From 8bf2494f3828198091bfa58bc9f1377ab1df0277 Mon Sep 17 00:00:00 2001
From: Tony Duckles <tony@nynim.org>
Date: Thu, 22 Dec 2011 16:03:45 -0600
Subject: [PATCH] Eliminate _original_wc, replace initial "svn import" with
 "svn export+add"

---
 svn2svn.py | 192 ++++++++++++++++++++++++-----------------------------
 1 file changed, 87 insertions(+), 105 deletions(-)

diff --git a/svn2svn.py b/svn2svn.py
index 13b03c5..ba174c7 100755
--- a/svn2svn.py
+++ b/svn2svn.py
@@ -51,8 +51,9 @@ svn_status_args = ['status', '--xml', '-v', '--ignore-externals']
 debug = True
 debug_runsvn_timing = False    # Display how long each "svn" OS command took to run?

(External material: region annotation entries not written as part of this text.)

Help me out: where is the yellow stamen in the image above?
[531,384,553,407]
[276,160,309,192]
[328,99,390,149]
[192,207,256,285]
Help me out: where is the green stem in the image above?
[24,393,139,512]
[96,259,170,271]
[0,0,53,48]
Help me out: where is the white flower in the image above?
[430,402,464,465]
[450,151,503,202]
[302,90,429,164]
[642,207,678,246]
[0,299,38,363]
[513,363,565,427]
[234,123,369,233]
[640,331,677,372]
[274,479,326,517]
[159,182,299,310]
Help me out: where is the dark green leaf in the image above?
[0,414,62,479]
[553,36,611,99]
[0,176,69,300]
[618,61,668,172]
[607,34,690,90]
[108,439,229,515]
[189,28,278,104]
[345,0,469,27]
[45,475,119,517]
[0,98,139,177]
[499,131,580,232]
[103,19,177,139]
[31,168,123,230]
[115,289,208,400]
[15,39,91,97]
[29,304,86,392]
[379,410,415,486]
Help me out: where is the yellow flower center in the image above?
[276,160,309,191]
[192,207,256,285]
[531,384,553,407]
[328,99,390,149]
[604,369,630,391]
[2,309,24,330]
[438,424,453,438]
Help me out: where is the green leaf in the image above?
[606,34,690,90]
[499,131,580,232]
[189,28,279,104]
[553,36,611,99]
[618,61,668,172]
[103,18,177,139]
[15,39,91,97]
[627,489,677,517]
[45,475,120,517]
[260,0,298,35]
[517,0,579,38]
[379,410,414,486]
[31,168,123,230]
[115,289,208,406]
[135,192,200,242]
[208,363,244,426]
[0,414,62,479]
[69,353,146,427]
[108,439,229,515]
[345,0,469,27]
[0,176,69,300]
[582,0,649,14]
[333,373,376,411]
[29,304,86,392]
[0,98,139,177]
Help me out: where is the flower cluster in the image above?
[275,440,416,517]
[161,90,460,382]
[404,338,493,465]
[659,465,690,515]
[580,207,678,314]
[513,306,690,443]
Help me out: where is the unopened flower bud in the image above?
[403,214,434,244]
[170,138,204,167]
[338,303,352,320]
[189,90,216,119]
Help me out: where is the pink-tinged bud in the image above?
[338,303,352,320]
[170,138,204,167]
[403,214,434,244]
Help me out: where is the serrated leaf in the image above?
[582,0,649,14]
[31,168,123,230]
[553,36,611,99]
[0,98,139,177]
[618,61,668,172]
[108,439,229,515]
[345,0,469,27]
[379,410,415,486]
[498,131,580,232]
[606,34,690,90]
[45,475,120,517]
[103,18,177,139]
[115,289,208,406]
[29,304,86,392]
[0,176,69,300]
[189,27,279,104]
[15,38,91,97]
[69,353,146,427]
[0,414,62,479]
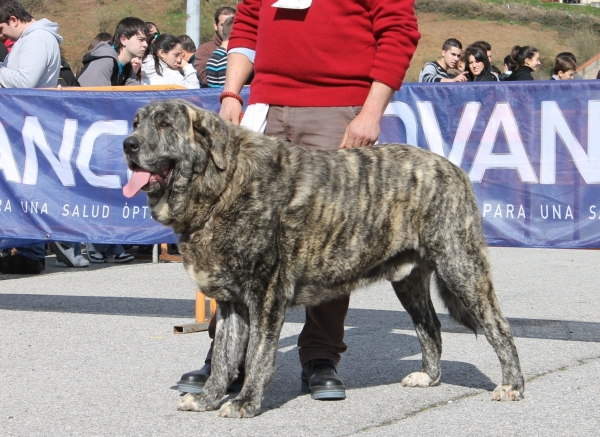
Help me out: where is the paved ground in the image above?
[0,248,600,437]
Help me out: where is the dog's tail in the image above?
[433,274,479,335]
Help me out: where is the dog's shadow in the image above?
[255,309,496,411]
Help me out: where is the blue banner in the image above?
[0,81,600,248]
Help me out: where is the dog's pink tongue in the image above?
[123,170,150,197]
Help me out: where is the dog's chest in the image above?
[179,228,227,299]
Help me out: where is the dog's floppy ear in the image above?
[192,111,229,170]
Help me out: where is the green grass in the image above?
[480,0,600,17]
[415,0,600,31]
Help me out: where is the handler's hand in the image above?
[340,111,380,149]
[219,97,242,126]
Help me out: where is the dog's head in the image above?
[123,100,236,225]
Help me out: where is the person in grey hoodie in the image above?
[0,0,68,274]
[0,0,62,88]
[77,17,148,86]
[77,17,148,263]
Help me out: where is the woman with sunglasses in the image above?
[465,45,498,82]
[142,34,200,89]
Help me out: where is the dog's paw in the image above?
[219,399,260,419]
[402,372,436,387]
[177,393,220,411]
[492,385,523,401]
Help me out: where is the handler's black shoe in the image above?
[302,358,346,400]
[177,358,246,393]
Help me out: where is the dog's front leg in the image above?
[178,302,249,411]
[219,289,287,418]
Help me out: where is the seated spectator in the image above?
[447,52,466,79]
[550,54,577,80]
[77,17,148,86]
[78,17,148,263]
[0,33,15,53]
[206,17,233,88]
[465,45,498,82]
[131,56,142,83]
[0,37,8,63]
[142,34,200,89]
[194,6,236,87]
[0,0,78,274]
[75,32,112,77]
[498,55,512,80]
[556,52,583,80]
[505,46,541,81]
[58,57,79,87]
[177,35,196,65]
[419,38,467,83]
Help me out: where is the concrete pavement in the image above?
[0,248,600,437]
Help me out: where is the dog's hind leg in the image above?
[433,244,525,401]
[219,287,287,418]
[178,302,249,411]
[392,265,442,387]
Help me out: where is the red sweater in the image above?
[228,0,420,107]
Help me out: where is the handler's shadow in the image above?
[263,309,495,411]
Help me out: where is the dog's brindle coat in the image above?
[124,100,524,417]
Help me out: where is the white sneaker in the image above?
[56,254,90,267]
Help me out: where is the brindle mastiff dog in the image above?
[123,100,524,417]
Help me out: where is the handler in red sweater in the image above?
[179,0,420,399]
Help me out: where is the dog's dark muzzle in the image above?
[123,135,140,156]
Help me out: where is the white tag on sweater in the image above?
[271,0,312,9]
[240,103,269,133]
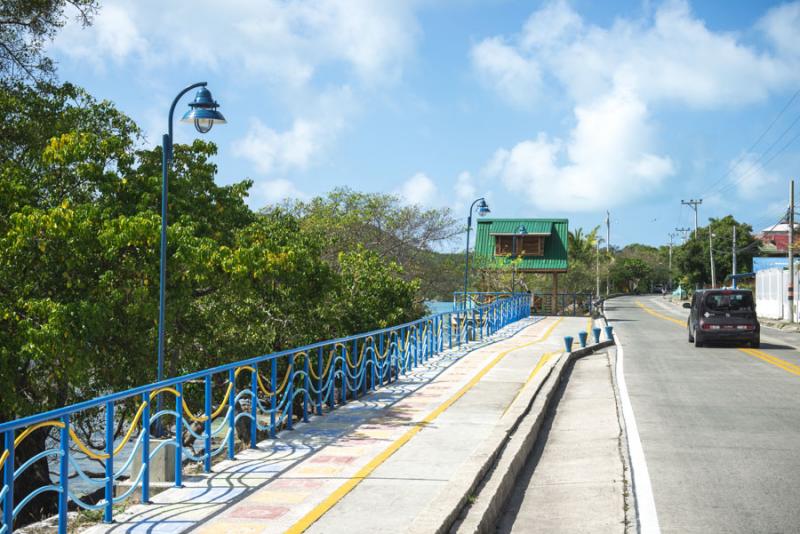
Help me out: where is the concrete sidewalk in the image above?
[497,349,628,533]
[83,318,586,533]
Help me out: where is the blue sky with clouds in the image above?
[50,0,800,249]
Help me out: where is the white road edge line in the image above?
[614,331,661,534]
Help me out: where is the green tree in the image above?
[609,258,653,292]
[0,0,98,81]
[673,215,756,287]
[0,83,421,522]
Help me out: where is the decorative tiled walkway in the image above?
[83,319,585,534]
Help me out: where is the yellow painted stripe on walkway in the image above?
[636,301,800,382]
[501,352,558,417]
[739,349,800,376]
[286,319,562,533]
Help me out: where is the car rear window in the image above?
[705,291,753,310]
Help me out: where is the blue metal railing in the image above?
[453,291,531,310]
[0,294,530,534]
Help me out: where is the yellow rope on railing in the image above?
[0,421,64,469]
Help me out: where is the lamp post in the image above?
[511,224,528,296]
[708,230,717,289]
[464,197,490,310]
[157,82,227,427]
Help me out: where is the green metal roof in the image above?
[479,219,553,235]
[475,219,569,272]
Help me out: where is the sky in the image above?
[49,0,800,249]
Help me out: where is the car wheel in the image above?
[694,332,703,347]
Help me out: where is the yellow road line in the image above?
[636,301,800,382]
[636,300,686,326]
[739,349,800,376]
[286,319,562,533]
[503,352,559,415]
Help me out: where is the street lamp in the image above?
[464,197,490,310]
[511,224,528,296]
[708,230,717,289]
[158,82,227,420]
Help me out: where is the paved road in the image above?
[606,297,800,532]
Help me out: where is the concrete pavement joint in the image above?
[286,319,561,533]
[424,340,613,533]
[603,314,661,534]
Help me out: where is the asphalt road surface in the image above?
[606,296,800,532]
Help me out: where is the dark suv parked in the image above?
[683,289,761,347]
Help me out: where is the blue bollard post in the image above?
[203,375,213,473]
[59,415,69,534]
[104,402,114,523]
[173,384,183,488]
[578,332,589,348]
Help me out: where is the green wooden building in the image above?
[475,219,569,302]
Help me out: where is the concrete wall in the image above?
[755,269,800,321]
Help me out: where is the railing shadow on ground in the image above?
[0,294,530,534]
[90,317,542,533]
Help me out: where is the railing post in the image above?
[364,337,378,391]
[203,375,213,473]
[142,391,150,504]
[394,328,408,380]
[228,369,236,460]
[456,311,461,347]
[303,351,311,423]
[58,415,69,534]
[373,332,384,386]
[447,313,453,349]
[339,343,350,404]
[317,347,325,415]
[3,430,14,534]
[175,383,183,488]
[250,363,258,449]
[104,402,114,523]
[286,360,295,430]
[269,358,278,438]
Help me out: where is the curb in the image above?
[408,340,614,534]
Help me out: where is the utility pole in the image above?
[667,232,678,291]
[606,211,611,296]
[731,228,736,289]
[787,180,794,323]
[681,198,703,239]
[708,228,717,289]
[594,239,601,298]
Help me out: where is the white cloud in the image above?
[54,0,419,87]
[472,38,541,107]
[453,171,478,210]
[394,172,439,208]
[233,119,323,174]
[472,0,800,211]
[485,90,674,211]
[250,178,308,207]
[730,154,779,199]
[233,87,355,174]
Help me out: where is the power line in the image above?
[717,114,800,198]
[703,89,800,195]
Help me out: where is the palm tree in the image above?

 # Setup verbosity options
-runsvn_verbose = True     # Echo every "svn" OS command we run?
-svnlog_verbose = True     # Echo each action + changed-path as we walk the history?
+runsvn_showcmd = True     # Display every "svn" OS command we run?
+runsvn_showout = False    # Display the stdout results from every  "svn" OS command we run?
+svnlog_verbose = True     # Display each action + changed-path as we walk the history?
 
 # define exception class
 class ExternalCommandFailed(RuntimeError):
@@ -124,8 +125,8 @@ def run_svn(args, fail_if_stderr=False, encoding="utf-8"):
 
     cmd = find_program("svn")
     cmd_string = str(" ".join(map(shell_quote, [cmd] + t_args)))
-    if runsvn_verbose:
-        print "$", cmd_string
+    if runsvn_showcmd:
+        print "$", "("+os.getcwd()+")", cmd_string
     if debug_runsvn_timing:
         time1 = time.time()
     pipe = Popen([cmd] + t_args, executable=cmd, stdout=PIPE, stderr=PIPE)
@@ -133,6 +134,8 @@ def run_svn(args, fail_if_stderr=False, encoding="utf-8"):
     if debug_runsvn_timing:
         time2 = time.time()
         print "(" + str(round(time2-time1,4)) + " elapsed)"
+    if out and runsvn_showout:
+        print out
     if pipe.returncode != 0 or (fail_if_stderr and err.strip()):
         display_error("External program failed (return code %d): %s\n%s"
             % (pipe.returncode, cmd_string, err))
@@ -240,8 +243,7 @@ def get_svn_info(svn_url_or_wc, rev_number=None):
         args = [svn_url_or_wc + "@" + str(rev_number)]
     else:
         args = [svn_url_or_wc]
-    xml_string = run_svn(svn_info_args + args,
-        fail_if_stderr=True)
+    xml_string = run_svn(svn_info_args + args, fail_if_stderr=True)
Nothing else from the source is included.